Aksi penyampaian pendapat di seluruh wilayah tersebut tak luput dari brutalitas aparat Kepolisian dan TNI. Sejumlah massa aksi yang berpartisipasi mengekspresikan pandangan politik dalam aksi tersebut mengalami tindakan represif dan kekerasan dari aparat kepolisian dan Tentara Nasional Indonesia.

Mahasiswa, pelajar, anak, lansia, asisten pengacara lembaga bantuan hukum, hingga jurnalis tercatat menjadi korban brutalitas aparat akibat penangkapan sewenang-wenang, pemukulan, dan penembakan gas air mata yang brutal. Berdasarkan data dari Tim Advokasi untuk Demokrasi (TAUD), tercatat tujuh massa aksi mengalami kekerasan di Jakarta. Beberapa di antaranya dilarikan ke rumah sakit dan mendapat pertolongan pertama oleh paramedis.

Baca juga:

Hal serupa turut dialami jurnalis, dimana berdasarkan data yang dihimpun oleh Komite Keselamatan Jurnalis, tercatat setidaknya 10 jurnalis mengalami luka-luka. Tak henti sampai di situ, TAUD mencatat setidaknya ada 105 massa aksi ditangkap dan digelandang ke Polres Jakarta Barat sekitar Pukul 17.00 WIB, dan 159 massa aksi ditangkap ke Polda Metro Jaya. Bukan hanya saat berlangsungnya aksi, penangkapan bahkan dilakukan saat massa aksi tengah berjalan menuju lokasi aksi.

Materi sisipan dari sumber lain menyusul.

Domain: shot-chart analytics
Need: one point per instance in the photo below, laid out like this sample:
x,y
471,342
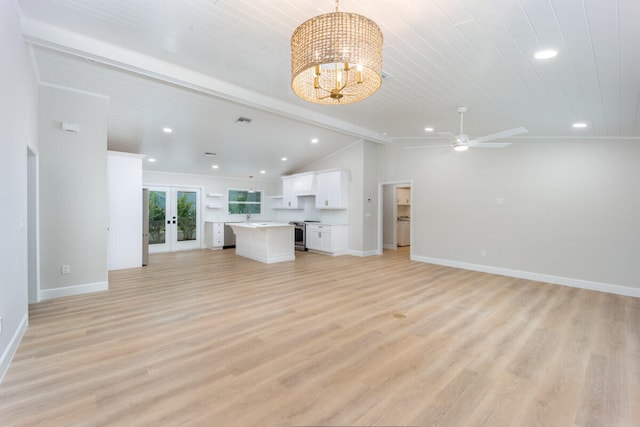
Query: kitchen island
x,y
266,242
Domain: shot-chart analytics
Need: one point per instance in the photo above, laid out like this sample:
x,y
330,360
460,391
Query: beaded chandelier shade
x,y
336,58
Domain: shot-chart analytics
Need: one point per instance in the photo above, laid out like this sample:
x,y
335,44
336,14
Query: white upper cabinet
x,y
332,190
289,197
304,185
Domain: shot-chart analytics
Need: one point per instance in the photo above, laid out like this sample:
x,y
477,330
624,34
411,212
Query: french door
x,y
174,219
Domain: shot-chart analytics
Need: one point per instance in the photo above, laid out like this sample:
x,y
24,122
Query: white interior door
x,y
174,219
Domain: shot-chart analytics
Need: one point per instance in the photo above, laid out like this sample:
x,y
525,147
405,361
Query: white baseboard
x,y
362,253
73,290
10,351
547,278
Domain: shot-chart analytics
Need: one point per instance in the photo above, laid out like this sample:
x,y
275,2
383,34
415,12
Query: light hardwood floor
x,y
210,338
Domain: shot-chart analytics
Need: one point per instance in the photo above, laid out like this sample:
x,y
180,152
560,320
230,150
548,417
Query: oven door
x,y
300,241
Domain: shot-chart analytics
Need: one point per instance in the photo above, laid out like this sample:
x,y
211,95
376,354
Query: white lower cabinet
x,y
331,239
214,235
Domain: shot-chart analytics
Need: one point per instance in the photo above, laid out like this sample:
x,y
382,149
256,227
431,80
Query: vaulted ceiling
x,y
198,65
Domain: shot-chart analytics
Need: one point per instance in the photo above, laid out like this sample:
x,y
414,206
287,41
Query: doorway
x,y
395,204
174,219
33,270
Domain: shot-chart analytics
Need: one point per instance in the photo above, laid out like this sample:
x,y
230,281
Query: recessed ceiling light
x,y
546,54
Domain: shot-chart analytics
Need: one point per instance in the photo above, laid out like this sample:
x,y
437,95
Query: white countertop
x,y
258,224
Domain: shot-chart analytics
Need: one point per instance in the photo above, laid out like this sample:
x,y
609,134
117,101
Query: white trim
x,y
69,89
10,351
538,277
66,291
123,154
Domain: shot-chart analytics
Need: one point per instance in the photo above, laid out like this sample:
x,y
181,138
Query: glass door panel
x,y
174,219
157,217
187,215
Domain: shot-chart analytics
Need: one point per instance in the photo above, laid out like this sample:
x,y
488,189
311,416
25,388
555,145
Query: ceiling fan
x,y
462,142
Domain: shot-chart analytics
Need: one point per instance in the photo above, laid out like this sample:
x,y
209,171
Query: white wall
x,y
73,192
570,212
124,172
17,132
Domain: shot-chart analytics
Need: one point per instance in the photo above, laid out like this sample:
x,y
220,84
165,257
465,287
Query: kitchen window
x,y
245,202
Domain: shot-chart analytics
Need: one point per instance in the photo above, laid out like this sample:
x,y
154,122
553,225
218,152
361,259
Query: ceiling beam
x,y
56,38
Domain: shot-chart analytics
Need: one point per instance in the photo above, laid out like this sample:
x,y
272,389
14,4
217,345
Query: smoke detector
x,y
243,121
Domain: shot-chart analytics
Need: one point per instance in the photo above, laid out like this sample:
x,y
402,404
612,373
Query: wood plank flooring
x,y
211,338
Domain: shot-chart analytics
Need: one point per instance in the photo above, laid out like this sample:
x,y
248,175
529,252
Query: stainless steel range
x,y
300,234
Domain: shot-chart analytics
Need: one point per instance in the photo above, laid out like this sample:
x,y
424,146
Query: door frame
x,y
384,187
171,236
33,224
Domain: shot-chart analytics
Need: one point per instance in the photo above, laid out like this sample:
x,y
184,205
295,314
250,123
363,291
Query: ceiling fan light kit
x,y
336,58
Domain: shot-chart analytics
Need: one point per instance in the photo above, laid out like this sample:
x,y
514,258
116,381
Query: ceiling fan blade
x,y
449,135
490,145
499,135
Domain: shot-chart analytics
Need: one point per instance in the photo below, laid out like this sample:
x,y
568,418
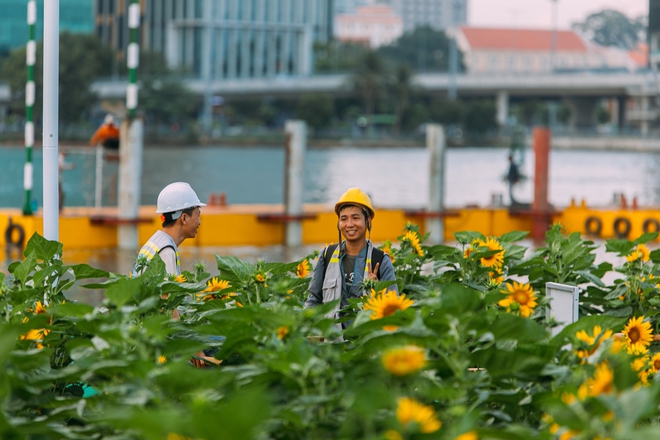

“Pemeriksaan terhadap massa aksi yang dilakukan oleh kepolisian tidak sesuai dengan ketentuan KUHAP. Sampai dini hari tadi, para pendamping hukum dihalang-halangi untuk menemui para massa aksi yang ditangkap. Massa aksi yang ditangkap dan dibawa ke Polda Metro Jaya mengalami luka dan tidak mendapatkan pengobatan yang memadai,” kata peneliti Pusat Studi Hukum dan Kebijakan Indonesia (PSHK), Bugivia Maharani, dalam pernyataan tertulis, Jumat (23/8).

Selain  itu, Bugivia berpandangan proses hukum terhadap anak dilakukan tidak sesuai UU No.11 Tahun 2012 tentang Sistem Peradilan Pidana Anak, yaitu tanpa pendampingan Badan Pemasyarakatan (BAPAS) dan orang tua. Aksi demonstrasi merupakan hak konstitusional warga negara untuk dapat menyampaikan pendapat di muka umum, sebagaimana dilindungi dalam UUD 1945 hingga Kovenan Internasional tentang Hak Sipil dan Politik (ICCPR).